When win-win is not possible, no deal is the best option. Moving to it directly helps everyone.

Firing Should Happen Rarely

But let’s be clear. Firing should happen rarely. Why? For two reasons:

  • Respectful dissent is essential to organizational success. We need eveyrone in the company coming up with better and better ideas all the time. We need people to promote their ideas, and challenge ours. Leaders destroy an organization by cultivatign fear and creating yes-men under them. If we fire people too quickly, we quash dissent.
  • Good hiring prevents firing. If we make the decision to hire well at the beginning, then we rarely need to fire anyone. So, every time we let someone go – and when someone leaves as a result of a conflict in the business, it is important to perform a root cause analysis and learn how to prevent such events. In most cases, that will mean changing hiring practices or changing ourselves and our own fundamental attitudes. By and large, leaders create the conflicts and problems within their organizations.

Firing Should Be Done Well

If firing, done well, helps everyone, that means that, when a leader fires someone and does it well, the person he fires is better off. Or, at least, every effort is done to create the possibility that the person being fired is better off.

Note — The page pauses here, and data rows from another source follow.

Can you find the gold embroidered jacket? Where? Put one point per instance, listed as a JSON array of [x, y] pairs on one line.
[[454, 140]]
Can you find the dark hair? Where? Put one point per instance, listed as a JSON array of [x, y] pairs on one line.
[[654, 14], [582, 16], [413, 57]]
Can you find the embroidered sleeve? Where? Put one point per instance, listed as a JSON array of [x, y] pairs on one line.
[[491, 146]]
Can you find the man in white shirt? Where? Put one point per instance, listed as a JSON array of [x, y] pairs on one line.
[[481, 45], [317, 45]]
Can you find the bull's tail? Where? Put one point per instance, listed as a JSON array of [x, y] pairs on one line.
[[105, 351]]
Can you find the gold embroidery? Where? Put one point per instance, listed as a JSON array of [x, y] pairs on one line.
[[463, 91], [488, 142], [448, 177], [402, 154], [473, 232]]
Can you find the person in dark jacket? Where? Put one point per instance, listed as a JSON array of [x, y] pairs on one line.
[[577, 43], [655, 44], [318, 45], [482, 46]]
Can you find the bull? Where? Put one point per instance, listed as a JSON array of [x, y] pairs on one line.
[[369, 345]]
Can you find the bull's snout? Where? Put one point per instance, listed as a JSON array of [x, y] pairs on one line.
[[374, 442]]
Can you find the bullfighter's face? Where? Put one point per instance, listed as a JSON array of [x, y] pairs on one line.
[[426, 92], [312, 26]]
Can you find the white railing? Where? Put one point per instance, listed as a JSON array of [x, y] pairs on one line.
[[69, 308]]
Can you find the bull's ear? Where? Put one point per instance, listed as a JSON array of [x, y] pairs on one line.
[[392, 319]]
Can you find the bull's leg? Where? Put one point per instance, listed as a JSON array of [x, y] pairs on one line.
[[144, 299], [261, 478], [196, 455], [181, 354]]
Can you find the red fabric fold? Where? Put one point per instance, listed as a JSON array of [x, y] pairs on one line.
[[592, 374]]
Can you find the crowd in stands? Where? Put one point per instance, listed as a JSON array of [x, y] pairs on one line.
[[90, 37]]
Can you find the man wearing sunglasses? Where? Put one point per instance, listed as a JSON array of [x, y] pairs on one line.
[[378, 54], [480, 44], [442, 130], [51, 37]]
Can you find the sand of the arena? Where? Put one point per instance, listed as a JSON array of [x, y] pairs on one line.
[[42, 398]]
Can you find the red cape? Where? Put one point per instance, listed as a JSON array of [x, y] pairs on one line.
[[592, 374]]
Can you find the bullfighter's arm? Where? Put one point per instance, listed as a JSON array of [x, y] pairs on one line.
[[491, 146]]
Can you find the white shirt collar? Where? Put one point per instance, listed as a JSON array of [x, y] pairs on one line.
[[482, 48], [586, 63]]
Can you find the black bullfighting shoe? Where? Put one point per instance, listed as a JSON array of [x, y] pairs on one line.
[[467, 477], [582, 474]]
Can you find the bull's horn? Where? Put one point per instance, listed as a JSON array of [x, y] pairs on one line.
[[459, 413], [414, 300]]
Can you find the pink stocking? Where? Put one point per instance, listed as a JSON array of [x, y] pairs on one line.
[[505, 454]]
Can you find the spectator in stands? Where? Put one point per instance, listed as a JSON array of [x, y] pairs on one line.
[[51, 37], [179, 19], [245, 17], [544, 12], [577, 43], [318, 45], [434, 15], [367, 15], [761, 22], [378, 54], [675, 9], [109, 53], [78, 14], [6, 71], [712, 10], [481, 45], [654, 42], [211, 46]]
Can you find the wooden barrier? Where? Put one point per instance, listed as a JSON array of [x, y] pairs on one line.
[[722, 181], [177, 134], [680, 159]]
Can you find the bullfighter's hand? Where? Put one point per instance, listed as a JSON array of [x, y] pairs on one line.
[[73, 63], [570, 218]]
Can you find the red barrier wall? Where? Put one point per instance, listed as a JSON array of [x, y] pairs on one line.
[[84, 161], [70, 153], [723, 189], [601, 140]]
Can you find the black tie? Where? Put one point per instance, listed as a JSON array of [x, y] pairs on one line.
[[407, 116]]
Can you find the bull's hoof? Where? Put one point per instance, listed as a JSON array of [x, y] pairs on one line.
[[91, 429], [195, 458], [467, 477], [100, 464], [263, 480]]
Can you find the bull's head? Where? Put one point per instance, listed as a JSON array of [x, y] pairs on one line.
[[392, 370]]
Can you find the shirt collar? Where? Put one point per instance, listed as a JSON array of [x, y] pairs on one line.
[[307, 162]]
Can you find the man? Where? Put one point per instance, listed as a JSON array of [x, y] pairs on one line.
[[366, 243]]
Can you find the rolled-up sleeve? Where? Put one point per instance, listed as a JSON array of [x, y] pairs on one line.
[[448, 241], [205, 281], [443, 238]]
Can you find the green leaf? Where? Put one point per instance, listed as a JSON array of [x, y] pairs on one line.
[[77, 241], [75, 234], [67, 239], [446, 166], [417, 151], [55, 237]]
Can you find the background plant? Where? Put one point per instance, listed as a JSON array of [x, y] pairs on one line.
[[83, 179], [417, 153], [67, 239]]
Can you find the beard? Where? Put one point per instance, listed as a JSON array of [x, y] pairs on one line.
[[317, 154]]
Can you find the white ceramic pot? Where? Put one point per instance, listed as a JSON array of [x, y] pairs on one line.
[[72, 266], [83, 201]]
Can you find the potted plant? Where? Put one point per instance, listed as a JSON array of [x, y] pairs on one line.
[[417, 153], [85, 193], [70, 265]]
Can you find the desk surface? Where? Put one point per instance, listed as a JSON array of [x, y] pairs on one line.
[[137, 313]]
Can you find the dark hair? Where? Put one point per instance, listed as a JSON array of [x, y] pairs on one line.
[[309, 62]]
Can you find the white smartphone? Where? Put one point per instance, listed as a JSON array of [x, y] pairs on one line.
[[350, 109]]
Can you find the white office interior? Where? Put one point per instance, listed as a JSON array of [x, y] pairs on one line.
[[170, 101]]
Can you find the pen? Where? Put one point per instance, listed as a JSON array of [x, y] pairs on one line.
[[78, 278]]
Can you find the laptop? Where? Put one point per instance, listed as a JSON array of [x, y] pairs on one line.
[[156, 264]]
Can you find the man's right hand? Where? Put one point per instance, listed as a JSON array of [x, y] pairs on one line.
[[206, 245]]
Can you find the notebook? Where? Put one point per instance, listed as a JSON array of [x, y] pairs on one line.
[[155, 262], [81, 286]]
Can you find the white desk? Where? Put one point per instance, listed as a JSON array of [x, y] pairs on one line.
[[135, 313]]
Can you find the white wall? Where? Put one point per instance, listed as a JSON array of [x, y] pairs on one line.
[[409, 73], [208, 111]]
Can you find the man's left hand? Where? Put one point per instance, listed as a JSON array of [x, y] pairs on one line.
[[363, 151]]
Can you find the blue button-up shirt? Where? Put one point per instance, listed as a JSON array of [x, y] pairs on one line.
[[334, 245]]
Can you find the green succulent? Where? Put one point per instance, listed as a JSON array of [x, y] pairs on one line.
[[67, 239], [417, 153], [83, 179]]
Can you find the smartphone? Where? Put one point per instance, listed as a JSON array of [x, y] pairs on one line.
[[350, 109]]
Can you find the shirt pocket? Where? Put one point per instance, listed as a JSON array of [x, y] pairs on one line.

Firing might be compared to the complicated surgery of separating Siamese twins. The goal is two healthy children. But, sometimes, even doing our best, only one child can survive.

As leaders of organizations, our first responsibility is the health and success of the organization or company we lead.

But, higher than that, as human beings, our first responsibility is “First, do no harm.” So we also act with concern for the person who is leaving the organization.

I have been fired, and it was healthy for me.  I couldn’t grow in that organization. So it made sense that the leader of the organization insist that I be transplanted somewhere else.

In a garden, transplanting creates shock. But if the plant being moved survives the transition and moves to a better place – more sun, bigger pot, or the freedom of the yard with deep earth, then that plant is better off.

So, when firing, do not cast away weeds. People are not weeds. Transplant what does not work. Nourish the person who is leaving, and, when possible, encourage them to find a place that they can grow.